I can’t vouch for the credibility of the study. It’s unclear whether the companies that sponsored it — Beijing Bluefocus and Beijing iBokan Wisdom Mobile Internet Technology Training Institutions — have a vested interest in the VR space. But we’re hearing similar things from a couple of companies in Europe.

Last week, HTC aired the latest episode of its This is Real series, featuring a visit to the offices of Immersive VR Education, a two-year old startup based in the Viking city of Waterford, Ireland, a 90-minute drive from Dublin. The company makes Engage, a platform that changes the scope, scale, and substance of what distance learning can offer lecturers and students from all around the world when VR is brought into play.

“It’s not just something that’s a bit different. This is a new medium. It’s not what we’ve been traditionally doing,” David Whelan, CEO at Immersive VR Education, says at the start of the episode.

Engage is free, and lecturers and presenters can use it to rally up to 30 users into a single session. It can be used simply as the “PowerPoint for VR,” as a tool for conducting meetings, or for anything, really, that allows users to express and share ideas and collaborate in real time at the depth of digital experience only VR can offer. A teacher reading aloud from a textbook about prehistoric vegetation to a class of 20 can suddenly teleport everyone to a great grassy plain crowded with irate dinosaurs.

An early prototype of Engage went live on Steam about three months ago and has had 35,000 downloads to date. An update in January will roll in more features and accessible content.

This kind of technology transforms distance learning into the premium mode of education. And education goes from abstract to visceral in the blink of an eye.

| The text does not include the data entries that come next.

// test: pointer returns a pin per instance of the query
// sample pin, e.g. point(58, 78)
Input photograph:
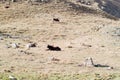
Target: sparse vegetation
point(63, 76)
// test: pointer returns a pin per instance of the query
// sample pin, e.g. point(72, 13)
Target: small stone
point(12, 78)
point(1, 38)
point(89, 62)
point(70, 47)
point(14, 45)
point(109, 68)
point(7, 46)
point(29, 45)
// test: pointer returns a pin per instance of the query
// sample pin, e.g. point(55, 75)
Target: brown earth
point(79, 35)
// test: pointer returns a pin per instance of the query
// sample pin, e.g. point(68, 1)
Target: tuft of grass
point(59, 76)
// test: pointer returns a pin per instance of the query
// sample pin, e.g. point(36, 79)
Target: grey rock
point(89, 62)
point(14, 45)
point(12, 78)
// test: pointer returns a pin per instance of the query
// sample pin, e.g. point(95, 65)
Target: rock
point(109, 68)
point(12, 78)
point(89, 62)
point(1, 38)
point(56, 19)
point(14, 45)
point(52, 48)
point(87, 45)
point(29, 45)
point(53, 59)
point(70, 47)
point(7, 46)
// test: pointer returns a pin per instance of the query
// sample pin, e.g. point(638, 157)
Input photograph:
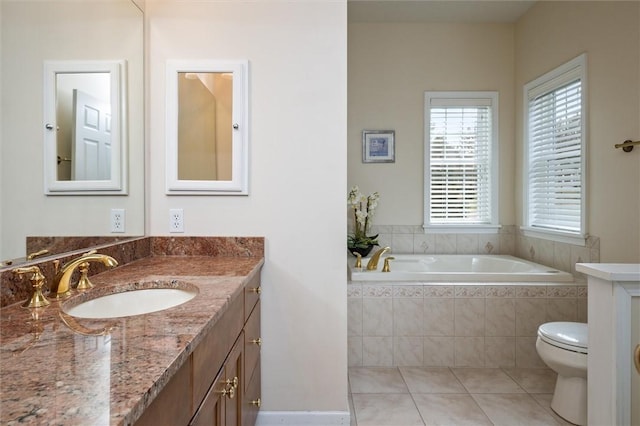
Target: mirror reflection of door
point(91, 159)
point(88, 157)
point(205, 129)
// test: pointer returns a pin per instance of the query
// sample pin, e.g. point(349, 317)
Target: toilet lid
point(567, 335)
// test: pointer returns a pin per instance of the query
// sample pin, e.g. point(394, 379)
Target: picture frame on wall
point(378, 146)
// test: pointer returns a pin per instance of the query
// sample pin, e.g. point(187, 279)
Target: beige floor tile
point(376, 380)
point(431, 380)
point(513, 409)
point(386, 410)
point(450, 409)
point(486, 380)
point(534, 380)
point(544, 399)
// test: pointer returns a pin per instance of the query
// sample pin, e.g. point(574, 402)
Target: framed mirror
point(207, 128)
point(85, 140)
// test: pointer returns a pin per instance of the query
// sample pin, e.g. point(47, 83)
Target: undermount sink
point(130, 302)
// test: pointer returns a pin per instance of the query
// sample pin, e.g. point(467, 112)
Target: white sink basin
point(132, 302)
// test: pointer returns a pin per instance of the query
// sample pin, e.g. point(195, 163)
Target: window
point(554, 141)
point(461, 161)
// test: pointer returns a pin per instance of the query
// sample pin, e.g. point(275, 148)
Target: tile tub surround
point(15, 289)
point(54, 375)
point(463, 325)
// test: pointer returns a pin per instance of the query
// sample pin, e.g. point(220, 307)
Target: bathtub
point(457, 268)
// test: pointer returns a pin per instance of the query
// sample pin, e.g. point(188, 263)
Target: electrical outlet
point(117, 220)
point(176, 220)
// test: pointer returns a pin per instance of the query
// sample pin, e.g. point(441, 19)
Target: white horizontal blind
point(555, 142)
point(460, 167)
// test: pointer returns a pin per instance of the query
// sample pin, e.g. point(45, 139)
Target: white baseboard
point(303, 418)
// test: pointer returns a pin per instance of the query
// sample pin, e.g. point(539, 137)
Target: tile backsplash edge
point(14, 289)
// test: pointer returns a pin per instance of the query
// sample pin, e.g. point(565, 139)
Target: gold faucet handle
point(385, 267)
point(37, 299)
point(32, 256)
point(83, 282)
point(358, 263)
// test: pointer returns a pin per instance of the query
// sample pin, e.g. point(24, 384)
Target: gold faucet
point(61, 285)
point(386, 267)
point(372, 265)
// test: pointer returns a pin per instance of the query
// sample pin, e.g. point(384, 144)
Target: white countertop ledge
point(611, 271)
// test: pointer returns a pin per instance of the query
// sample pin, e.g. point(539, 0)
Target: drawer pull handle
point(233, 383)
point(229, 393)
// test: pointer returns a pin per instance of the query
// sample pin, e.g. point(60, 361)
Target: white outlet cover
point(176, 220)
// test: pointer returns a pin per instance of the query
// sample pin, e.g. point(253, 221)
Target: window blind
point(555, 158)
point(460, 167)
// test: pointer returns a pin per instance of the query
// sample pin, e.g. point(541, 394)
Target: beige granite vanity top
point(51, 374)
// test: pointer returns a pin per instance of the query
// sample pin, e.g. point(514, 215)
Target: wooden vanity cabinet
point(219, 384)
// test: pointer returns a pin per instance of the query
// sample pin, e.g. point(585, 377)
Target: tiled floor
point(408, 396)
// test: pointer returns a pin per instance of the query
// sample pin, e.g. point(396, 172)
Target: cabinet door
point(211, 412)
point(252, 399)
point(252, 343)
point(235, 378)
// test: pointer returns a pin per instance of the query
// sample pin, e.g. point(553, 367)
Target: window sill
point(560, 237)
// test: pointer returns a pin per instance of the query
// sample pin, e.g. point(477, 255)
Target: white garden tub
point(453, 268)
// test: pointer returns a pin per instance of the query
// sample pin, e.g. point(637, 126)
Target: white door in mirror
point(106, 155)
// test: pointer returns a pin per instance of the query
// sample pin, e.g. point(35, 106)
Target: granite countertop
point(53, 374)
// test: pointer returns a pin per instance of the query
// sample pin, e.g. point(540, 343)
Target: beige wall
point(391, 65)
point(297, 57)
point(35, 31)
point(552, 33)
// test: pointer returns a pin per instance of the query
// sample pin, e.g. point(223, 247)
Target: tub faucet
point(61, 285)
point(373, 262)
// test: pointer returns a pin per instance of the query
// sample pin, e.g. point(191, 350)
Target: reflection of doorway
point(91, 139)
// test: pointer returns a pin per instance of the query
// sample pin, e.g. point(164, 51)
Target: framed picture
point(378, 146)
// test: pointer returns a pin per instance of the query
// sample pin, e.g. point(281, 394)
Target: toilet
point(563, 347)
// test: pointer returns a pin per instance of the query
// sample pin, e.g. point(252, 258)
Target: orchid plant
point(363, 208)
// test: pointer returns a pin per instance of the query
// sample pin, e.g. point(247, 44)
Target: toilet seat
point(571, 336)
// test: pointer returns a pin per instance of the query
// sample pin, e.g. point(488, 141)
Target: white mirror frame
point(239, 183)
point(117, 184)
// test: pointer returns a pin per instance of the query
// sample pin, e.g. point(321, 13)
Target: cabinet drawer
point(252, 342)
point(209, 355)
point(252, 399)
point(251, 295)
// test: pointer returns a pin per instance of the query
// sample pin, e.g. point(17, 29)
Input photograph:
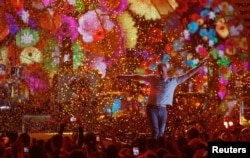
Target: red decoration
point(17, 4)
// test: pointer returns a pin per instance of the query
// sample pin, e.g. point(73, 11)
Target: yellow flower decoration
point(144, 8)
point(127, 22)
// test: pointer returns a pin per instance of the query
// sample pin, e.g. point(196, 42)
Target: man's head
point(163, 69)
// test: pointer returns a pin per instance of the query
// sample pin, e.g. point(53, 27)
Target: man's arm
point(131, 76)
point(193, 71)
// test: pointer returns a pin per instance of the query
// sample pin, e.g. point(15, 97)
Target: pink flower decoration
point(48, 2)
point(202, 51)
point(230, 43)
point(92, 22)
point(223, 81)
point(222, 94)
point(116, 8)
point(68, 28)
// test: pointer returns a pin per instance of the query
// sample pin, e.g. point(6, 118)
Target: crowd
point(191, 144)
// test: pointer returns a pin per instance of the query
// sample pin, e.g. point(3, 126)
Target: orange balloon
point(17, 4)
point(4, 31)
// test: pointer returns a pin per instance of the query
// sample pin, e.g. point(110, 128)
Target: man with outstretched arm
point(161, 94)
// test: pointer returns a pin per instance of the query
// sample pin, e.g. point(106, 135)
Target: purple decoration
point(222, 94)
point(13, 29)
point(10, 18)
point(223, 81)
point(233, 67)
point(33, 24)
point(245, 65)
point(220, 47)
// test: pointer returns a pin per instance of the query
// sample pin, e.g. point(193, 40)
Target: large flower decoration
point(211, 26)
point(68, 28)
point(30, 55)
point(93, 25)
point(27, 37)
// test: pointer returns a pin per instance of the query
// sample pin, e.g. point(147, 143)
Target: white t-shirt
point(161, 90)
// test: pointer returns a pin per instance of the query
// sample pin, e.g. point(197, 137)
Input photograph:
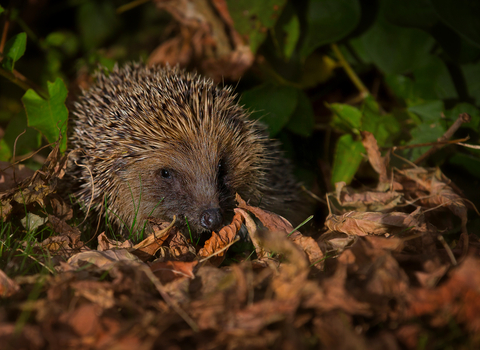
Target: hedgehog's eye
point(221, 173)
point(165, 173)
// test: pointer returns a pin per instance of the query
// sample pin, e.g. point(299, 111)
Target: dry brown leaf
point(8, 287)
point(179, 248)
point(97, 292)
point(104, 260)
point(367, 200)
point(105, 243)
point(279, 225)
point(12, 175)
point(206, 35)
point(458, 297)
point(379, 164)
point(372, 223)
point(216, 244)
point(168, 271)
point(154, 242)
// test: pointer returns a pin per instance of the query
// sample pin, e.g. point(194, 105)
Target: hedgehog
point(161, 142)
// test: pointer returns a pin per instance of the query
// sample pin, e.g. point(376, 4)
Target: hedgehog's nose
point(211, 219)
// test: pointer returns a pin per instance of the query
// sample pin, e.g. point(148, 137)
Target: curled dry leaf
point(368, 200)
point(458, 297)
point(37, 188)
point(433, 189)
point(280, 226)
point(104, 260)
point(372, 223)
point(153, 243)
point(105, 243)
point(167, 271)
point(216, 244)
point(379, 164)
point(206, 35)
point(12, 175)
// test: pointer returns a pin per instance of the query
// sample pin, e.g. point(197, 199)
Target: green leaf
point(393, 49)
point(27, 142)
point(431, 128)
point(346, 117)
point(347, 159)
point(462, 16)
point(471, 74)
point(272, 104)
point(5, 152)
point(383, 126)
point(429, 111)
point(329, 21)
point(302, 120)
point(14, 49)
point(292, 34)
point(433, 80)
point(452, 114)
point(411, 13)
point(253, 18)
point(97, 21)
point(402, 86)
point(48, 116)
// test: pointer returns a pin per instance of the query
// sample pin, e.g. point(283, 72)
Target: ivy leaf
point(461, 16)
point(14, 49)
point(48, 116)
point(253, 18)
point(329, 21)
point(272, 104)
point(302, 120)
point(347, 159)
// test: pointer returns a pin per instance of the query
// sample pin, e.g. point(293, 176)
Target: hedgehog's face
point(178, 183)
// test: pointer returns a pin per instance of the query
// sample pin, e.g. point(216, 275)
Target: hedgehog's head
point(162, 142)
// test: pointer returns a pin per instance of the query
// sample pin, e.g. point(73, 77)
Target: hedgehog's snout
point(211, 219)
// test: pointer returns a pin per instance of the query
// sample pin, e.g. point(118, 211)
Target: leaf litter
point(381, 275)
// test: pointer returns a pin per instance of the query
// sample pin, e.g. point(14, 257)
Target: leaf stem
point(23, 82)
point(350, 72)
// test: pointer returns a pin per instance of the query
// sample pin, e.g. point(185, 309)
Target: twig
point(221, 250)
point(439, 143)
point(447, 248)
point(462, 118)
point(23, 82)
point(4, 34)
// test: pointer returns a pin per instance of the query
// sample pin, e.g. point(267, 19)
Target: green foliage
point(325, 70)
point(347, 158)
point(461, 16)
point(273, 104)
point(49, 116)
point(14, 49)
point(329, 21)
point(253, 18)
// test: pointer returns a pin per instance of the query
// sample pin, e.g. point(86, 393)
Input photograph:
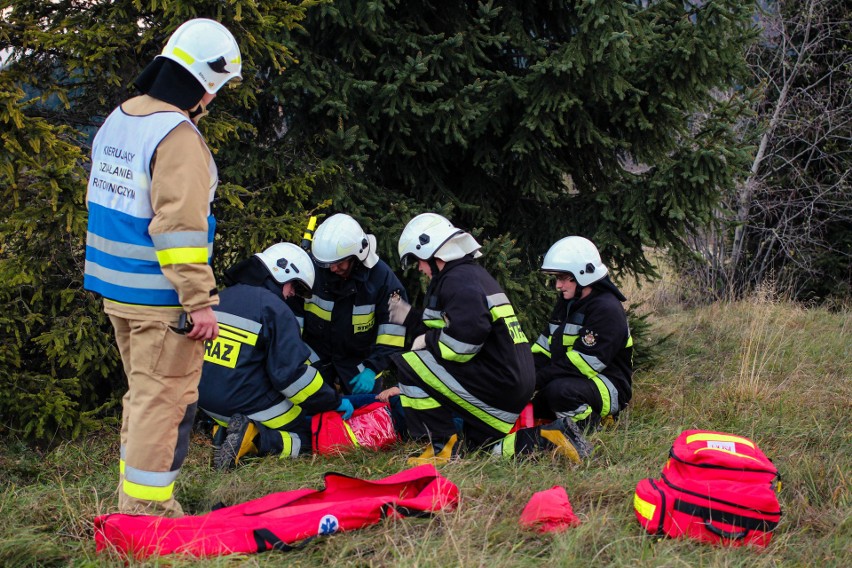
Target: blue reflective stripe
point(127, 295)
point(118, 262)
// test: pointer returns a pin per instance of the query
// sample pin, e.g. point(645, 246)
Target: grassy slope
point(771, 371)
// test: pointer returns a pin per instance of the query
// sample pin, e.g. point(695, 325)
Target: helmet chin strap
point(199, 112)
point(433, 266)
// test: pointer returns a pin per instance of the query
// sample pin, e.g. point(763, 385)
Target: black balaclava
point(167, 81)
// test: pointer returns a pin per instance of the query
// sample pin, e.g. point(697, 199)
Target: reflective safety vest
point(281, 519)
point(122, 259)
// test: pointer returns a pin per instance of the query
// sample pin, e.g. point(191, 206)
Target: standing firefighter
point(346, 320)
point(148, 247)
point(584, 362)
point(256, 380)
point(470, 358)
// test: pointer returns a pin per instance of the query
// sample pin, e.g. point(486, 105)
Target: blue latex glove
point(363, 382)
point(346, 408)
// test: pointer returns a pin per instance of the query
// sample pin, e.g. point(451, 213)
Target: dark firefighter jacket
point(346, 321)
point(589, 338)
point(257, 365)
point(473, 333)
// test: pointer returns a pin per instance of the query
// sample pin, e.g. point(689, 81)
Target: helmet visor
point(301, 289)
point(408, 260)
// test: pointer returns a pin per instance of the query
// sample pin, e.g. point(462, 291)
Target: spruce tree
point(523, 121)
point(66, 66)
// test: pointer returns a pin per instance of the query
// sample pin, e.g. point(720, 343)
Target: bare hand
point(204, 324)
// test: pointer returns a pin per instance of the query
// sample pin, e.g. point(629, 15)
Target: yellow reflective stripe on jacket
point(318, 311)
point(607, 391)
point(363, 317)
point(391, 334)
point(319, 307)
point(454, 350)
point(503, 311)
point(188, 255)
point(302, 388)
point(433, 319)
point(418, 403)
point(235, 333)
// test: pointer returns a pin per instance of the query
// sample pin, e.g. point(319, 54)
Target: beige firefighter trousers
point(163, 369)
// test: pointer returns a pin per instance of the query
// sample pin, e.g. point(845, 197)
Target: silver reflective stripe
point(217, 417)
point(150, 478)
point(313, 357)
point(572, 413)
point(592, 361)
point(452, 384)
point(432, 314)
point(571, 329)
point(295, 444)
point(124, 250)
point(243, 323)
point(392, 329)
point(413, 392)
point(613, 394)
point(306, 379)
point(268, 414)
point(281, 408)
point(180, 239)
point(326, 305)
point(457, 346)
point(129, 280)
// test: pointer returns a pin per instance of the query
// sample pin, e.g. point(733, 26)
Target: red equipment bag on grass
point(370, 427)
point(277, 521)
point(716, 488)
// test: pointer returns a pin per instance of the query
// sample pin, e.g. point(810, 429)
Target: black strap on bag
point(268, 540)
point(709, 515)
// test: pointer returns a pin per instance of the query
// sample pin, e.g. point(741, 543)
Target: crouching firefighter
point(346, 320)
point(255, 380)
point(470, 359)
point(584, 361)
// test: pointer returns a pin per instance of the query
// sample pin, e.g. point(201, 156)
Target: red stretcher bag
point(369, 427)
point(277, 521)
point(716, 488)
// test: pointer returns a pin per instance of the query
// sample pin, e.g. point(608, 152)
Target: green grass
point(772, 371)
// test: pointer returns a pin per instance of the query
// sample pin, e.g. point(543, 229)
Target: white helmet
point(207, 50)
point(339, 237)
point(287, 262)
point(576, 255)
point(431, 235)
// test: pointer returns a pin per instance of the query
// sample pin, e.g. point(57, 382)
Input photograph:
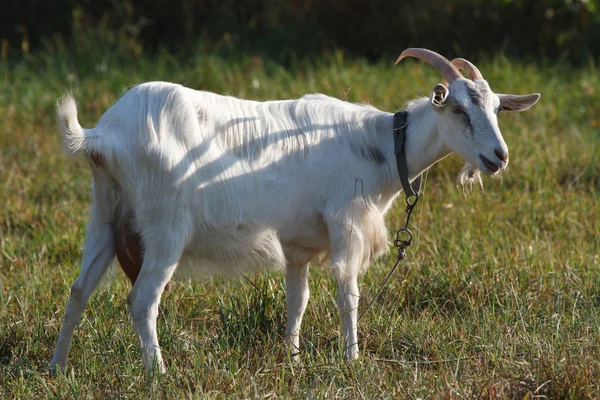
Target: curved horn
point(440, 63)
point(467, 66)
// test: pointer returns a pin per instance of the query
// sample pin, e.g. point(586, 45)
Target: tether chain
point(400, 244)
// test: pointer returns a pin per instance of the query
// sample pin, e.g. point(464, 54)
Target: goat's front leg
point(163, 251)
point(348, 296)
point(98, 253)
point(296, 297)
point(347, 249)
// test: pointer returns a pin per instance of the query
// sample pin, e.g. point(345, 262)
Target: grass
point(500, 299)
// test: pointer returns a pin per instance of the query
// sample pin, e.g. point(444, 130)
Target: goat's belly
point(245, 248)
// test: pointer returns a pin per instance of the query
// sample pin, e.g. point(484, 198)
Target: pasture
point(498, 298)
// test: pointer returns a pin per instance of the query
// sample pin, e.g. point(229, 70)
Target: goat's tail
point(76, 140)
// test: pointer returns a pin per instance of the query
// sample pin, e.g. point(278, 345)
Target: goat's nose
point(503, 155)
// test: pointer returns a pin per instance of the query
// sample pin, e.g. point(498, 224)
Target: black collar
point(399, 129)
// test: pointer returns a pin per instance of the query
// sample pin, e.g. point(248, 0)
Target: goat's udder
point(129, 249)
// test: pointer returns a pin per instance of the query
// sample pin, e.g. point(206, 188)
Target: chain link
point(404, 235)
point(401, 244)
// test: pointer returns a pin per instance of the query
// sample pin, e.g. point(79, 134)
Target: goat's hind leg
point(163, 251)
point(296, 296)
point(98, 253)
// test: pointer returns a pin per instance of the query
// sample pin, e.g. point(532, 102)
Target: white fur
point(219, 184)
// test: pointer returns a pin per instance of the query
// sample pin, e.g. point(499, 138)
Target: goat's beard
point(468, 177)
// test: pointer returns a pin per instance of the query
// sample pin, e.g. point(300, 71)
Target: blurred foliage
point(287, 29)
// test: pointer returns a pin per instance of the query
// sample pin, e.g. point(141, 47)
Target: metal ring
point(399, 241)
point(408, 202)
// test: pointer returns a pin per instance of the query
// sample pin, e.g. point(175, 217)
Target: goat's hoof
point(56, 368)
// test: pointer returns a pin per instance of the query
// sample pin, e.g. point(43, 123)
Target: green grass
point(501, 297)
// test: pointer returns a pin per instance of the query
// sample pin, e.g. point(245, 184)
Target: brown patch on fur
point(129, 249)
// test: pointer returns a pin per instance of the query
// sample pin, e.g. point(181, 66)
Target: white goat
point(215, 183)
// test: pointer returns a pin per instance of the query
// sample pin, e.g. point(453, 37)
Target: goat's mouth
point(493, 168)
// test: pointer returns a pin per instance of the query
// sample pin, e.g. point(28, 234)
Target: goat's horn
point(466, 65)
point(440, 63)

With the availability of tools like this, we can expect to see VR have a significant impact on how we educate. One key feature is the immersive medium’s capacity to transport us into environments that heighten engagement by making subjects alive, interactive, and therefore relatable and relevant. Another is that it transcends physical limitations that, coupled with social features, can eliminate what is in reach for anyone, anywhere.

“I’m very excited about the concept of virtual lessons, in which a teacher instructs students inside a virtual classroom and can teleport them to various locations,” says Dominic Barnard, Cofounder at VirtualSpeech. “Imagine a history lesson, where after five minutes of going through slides, the whole class is teleported to the trenches in WW2 to experience what they have just learned with 360 images and videos.”

Barnard brings us to another application in particular where VR will have an impact: language learning.

A few weeks ago, the team at UK-based VirtualSpeech released the beta version of Language VR, their initial approach of tackling what is usually considered to be the tedious task of learning a new language. It’s already developed a variety of programs that teach vocabulary, grammar, games, roleplaying, and even culture.

For example, users get to explore different parts of the UK, immersed in stunning 360-degree images while learning English as part of the ride. The roleplaying scenarios allow travelers, for instance, to practice ordering a meal at a restaurant or booking a hotel room.

“People say the best way to learn a language is to visit the country. VR in a way does just that. It can immerse you in a different language and culture as if you were there.” Barnard said. “With improvements in speech-to-text and conversation modules, soon we’ll be able to have realistic conversations with virtual avatars in various countries and situations, such as ordering a train ticket in Paris or renting an apartment in London.”

One major barrier, of course, is getting this technology into schools. The K12 system isn’t known for its sizeable budgets or its swiftness in adopting new technologies.